Reputation: 3
I have an incremental DBT model with insert_override scheme. Model runs hourly through Airflow DAG incrementally by deleting and updating past 2 days of data. In case of some source schema change or missing data in derived table, an ad-hoc DAG is triggered to run the model with --full-refresh flag.
Full refresh seems to be the only option in case of schema change, however, in case when there is just one day's data missing in derived table, full refresh seems costly.
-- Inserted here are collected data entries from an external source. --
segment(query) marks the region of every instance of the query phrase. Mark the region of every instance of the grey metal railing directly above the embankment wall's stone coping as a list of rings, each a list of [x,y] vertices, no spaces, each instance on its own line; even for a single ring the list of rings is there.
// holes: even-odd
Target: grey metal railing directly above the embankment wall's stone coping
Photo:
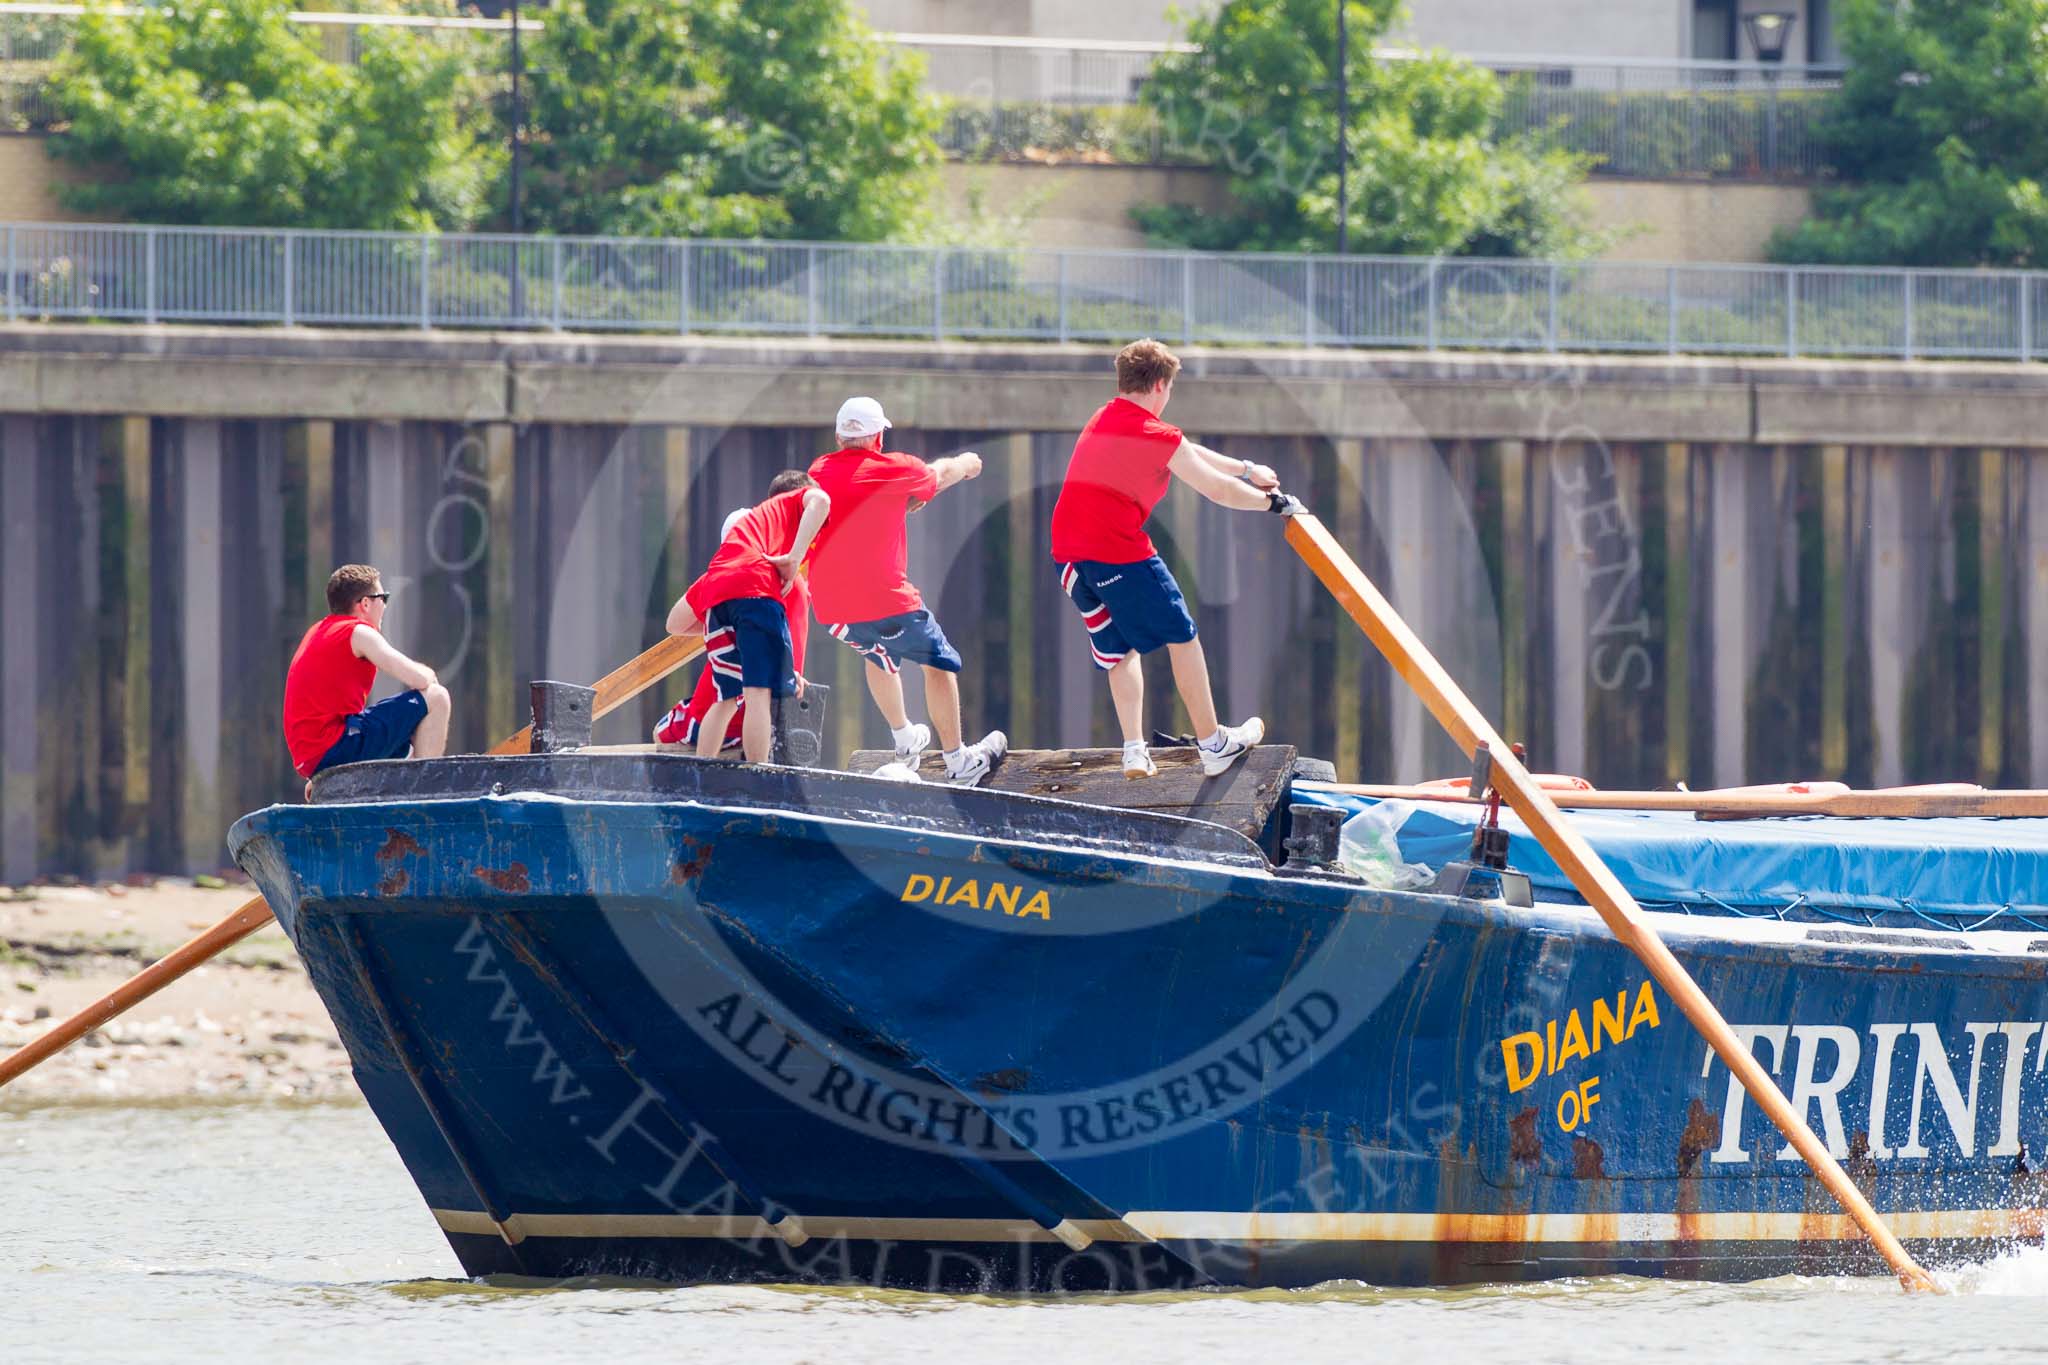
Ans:
[[[0,319],[2036,360],[2048,274],[14,223]]]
Every time that I want to do full-refresh, I change Airflow variable for ad-hoc DAG as follows and then trigger the DAG:
{
"_comment": "NOTE: after changing values here, refresh the DAG from the Airflow UI.",
"dbt_parser_list": [
"--select", "model_name", "--full-refresh"
],
"dbt_commands": [
"run"
]
}
I want to be able to run ad-hoc DAG such that, instead of full-refresh, I could pass a date so that only the data after that date is refreshed. This is useful in my case as I am generally only concerned about current month's data. So, if data for 10-Apr-2024 is not available in derived tables, I want to be able to pass 01-Apr-2014 and get refreshed data post 01-Apr-2024. Otherwise, if I want to do full-refresh, I can pass 01-01-2020 which is default start date for full refresh.
Is there a way to do it?
I'm new to DBT. I could find that there's -vars flag for code generalization but not sure how to use it.
Upvotes: 0
Views: 814
Reputation: 2089
You should be able to use a project-defined variable, and play around with the --vars
flag in your dbt commands.
For instance, let's say that you add a variable in your dbt_project.yml
file like the following:
# dbt_project.yml
vars:
incremental_cutoff_date: '(select max(<your_model_timestamp>) from {{ this }})'
Now, currently, your incremental model's is_incremental
bit probably looks like the following:
-- your_incremental_model.sql
(...)
{% if is_incremental() %}
where <your_model_timestamp> > (select max(<your_model_timestamp>) from {{ this }})
{% endif %}
You can adjust it, to use the new-defined variable instead:
{% if is_incremental() %}
where <your_model_timestamp> > {{ var('incremental_cutoff_date') }}
{% endif %}
So, for your new dbt job to work, you only need to pass the preferred date value in your command:
dbt run --select model_name --vars "incremental_cutoff_date: '''2024-04-01'''"
(there's probably a more elegant way to escape the single quotes)
The variable specified in your command will always prevail over the one defined in your dbt_project.yml.
So, to finish up, when you don't set any --vars flag in your commands, the is_incremental
SQL bit of your model should be compiled to:
where <your_timestamp> > (select max(<your_timestamp>) from database.schema.model)
And when a variable is defined in your commands:
dbt run --select model_name --vars "incremental_cutoff_date: '''2024-04-01'''"
the is_incremental
SQL bit of your model should be compiled to:
where <your_timestamp> > '2024-04-01'
Upvotes: 0